Series of events leads New Orleans resident to Natchez

Published 12:41 am Monday, January 21, 2008

NATCHEZ — Carrie Lambert says she has Mississippi mud in her veins.

After living in New Orleans and in Las Vegas, for years, she is now in Natchez —and loving it.

“I’ve been coming to Natchez since I was 8 years old,” Lambert said. “Living in Natchez to me is like living in a fairy tale.”

Email newsletter signup

There were many turns of events that took place before Lambert made her decision to settle in the city she loves.

First was her decision to leave New Orleans and move to Las Vegas.

She had a dream one night, she said, that she was carrying her 7-year-old son Jarrod through downtown New Orleans with water up to her chest.

She awoke from that dream with a feeling that something was going to happen and was weary of dealing with hurricane season.

So Lambert, her husband Don and her son moved to Las Vegas.

“Eight months later, Katrina hit,” she said.

Another factor that took them out West was her husband’s construction job.

Lambert said that construction is very crooked in New Orleans and her husband, who is from Santa Barbara, Calif., was not accustomed to it.

“So, I said, ‘Let’s go out West,’” Lambert said.

They first moved to Arizona, but were unhappy living there.

“It was like living in the twilight zone,” she said.

They moved to and stayed in Las Vegas for two and a half years, where Lambert worked as a paralegal.

Lambert said life in Las Vegas was not wild, as she kept away from places for which the city is known.

“Vegas, I wasn’t into it,” she said.

She did have an exciting experience one Saturday on her way to work, however.

Lambert said as she was trying to park in order to get into her office building, but there were cops preventing cars from entering the lots, so she tried another lot, that was completely empty except for one couple.

She was wondering what all the fuss was about, she said, but then she looked up and saw something unusual.

“There was a plane circling the high rise offices and it was black,” she said. “There was a lot of noise.
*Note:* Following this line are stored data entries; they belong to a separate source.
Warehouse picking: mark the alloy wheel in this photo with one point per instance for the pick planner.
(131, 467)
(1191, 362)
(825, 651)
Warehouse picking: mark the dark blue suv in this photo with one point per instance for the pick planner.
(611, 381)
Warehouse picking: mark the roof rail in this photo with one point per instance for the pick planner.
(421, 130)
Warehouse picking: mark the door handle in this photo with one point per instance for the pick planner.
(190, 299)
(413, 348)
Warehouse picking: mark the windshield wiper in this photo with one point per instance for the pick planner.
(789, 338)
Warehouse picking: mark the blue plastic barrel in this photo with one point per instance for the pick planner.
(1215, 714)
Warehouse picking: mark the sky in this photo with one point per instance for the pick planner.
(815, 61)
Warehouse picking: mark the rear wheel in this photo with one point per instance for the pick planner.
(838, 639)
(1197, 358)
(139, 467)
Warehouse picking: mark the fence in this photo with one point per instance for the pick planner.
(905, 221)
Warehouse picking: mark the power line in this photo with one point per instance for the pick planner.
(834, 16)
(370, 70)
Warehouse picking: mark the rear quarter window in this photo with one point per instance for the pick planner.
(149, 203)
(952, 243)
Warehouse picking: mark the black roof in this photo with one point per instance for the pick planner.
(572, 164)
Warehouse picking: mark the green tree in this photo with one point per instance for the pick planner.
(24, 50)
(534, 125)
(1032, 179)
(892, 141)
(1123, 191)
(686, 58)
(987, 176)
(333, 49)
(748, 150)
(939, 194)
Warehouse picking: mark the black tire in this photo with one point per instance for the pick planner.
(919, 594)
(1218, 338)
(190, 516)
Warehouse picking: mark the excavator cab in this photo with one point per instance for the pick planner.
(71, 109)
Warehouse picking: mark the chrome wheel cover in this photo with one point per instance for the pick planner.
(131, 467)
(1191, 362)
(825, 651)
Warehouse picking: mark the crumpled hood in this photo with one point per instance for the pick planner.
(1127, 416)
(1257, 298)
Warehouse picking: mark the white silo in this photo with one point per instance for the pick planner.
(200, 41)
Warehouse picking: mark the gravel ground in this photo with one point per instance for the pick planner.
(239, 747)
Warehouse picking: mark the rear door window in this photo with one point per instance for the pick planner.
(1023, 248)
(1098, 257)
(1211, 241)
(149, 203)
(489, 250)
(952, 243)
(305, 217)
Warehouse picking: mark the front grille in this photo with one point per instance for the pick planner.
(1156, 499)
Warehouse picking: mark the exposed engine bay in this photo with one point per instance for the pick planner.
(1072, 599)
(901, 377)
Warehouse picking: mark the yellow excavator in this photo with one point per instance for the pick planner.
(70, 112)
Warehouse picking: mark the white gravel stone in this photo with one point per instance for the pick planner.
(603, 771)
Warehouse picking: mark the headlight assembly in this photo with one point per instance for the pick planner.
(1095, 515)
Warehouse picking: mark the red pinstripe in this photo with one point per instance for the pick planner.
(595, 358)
And there was a helicopter flying around, also.”

Lambert, in a panic, called her husband and asked him to turn the television news on to see what was going on, but there was nothing on the news.

“Turns out, they were filming Oceans 11 or 12,” Lambert said. “It scared us to death. Who was to know?”

At the beginning of summer, right before she moved to Natchez but after she had already made her decision, some criminal events began taking place that solidified Lambert’s decision to move.

“High school kids were doing home invasions,” she said. “They were breaking in and robbing and tying people up.”

She said in Las Vegas, there’s no such thing as a neighborhood watch program.

“On the whole, nobody knows anyone,” she said.

You could be getting robbed and your next-door neighbors would do nothing about it, Lambert said.

The violence of the break-ins increased, from tying victims up, to beating them and finally to killing them.

“I said pretty soon they’re going to kill someone and then it happened,” Lambert said. “The next week of two, the same thing happened and I said, ‘That’s it, I’m getting out of here.’”

In a place like Natchez, you feel protected, Lambert said.

Lambert said she is happy to be in the South, for herself and for her family, as well.

“I wanted my son to grow up in a Southern community,” Lambert said. “My son was growing up without what I consider proper manners.”

Lambert’s husband was unable to move to Natchez for five months, something Lambert said was very difficult.

“But it’s something we wanted for our family, so we made the sacrifice.”

Her motivation to move to Natchez was the city, not a job, so she was unemployed when she first came. But she opened up the newspaper to the classifieds section and saw an opening for the job she has now as director of the Natchez Downtown Development Association.

“It was almost like divine intervention,” she said.

Lambert, her husband, son and their dog Coco are enjoying finally living in Natchez.

“Just to be in Natchez is magical,” Lambert said.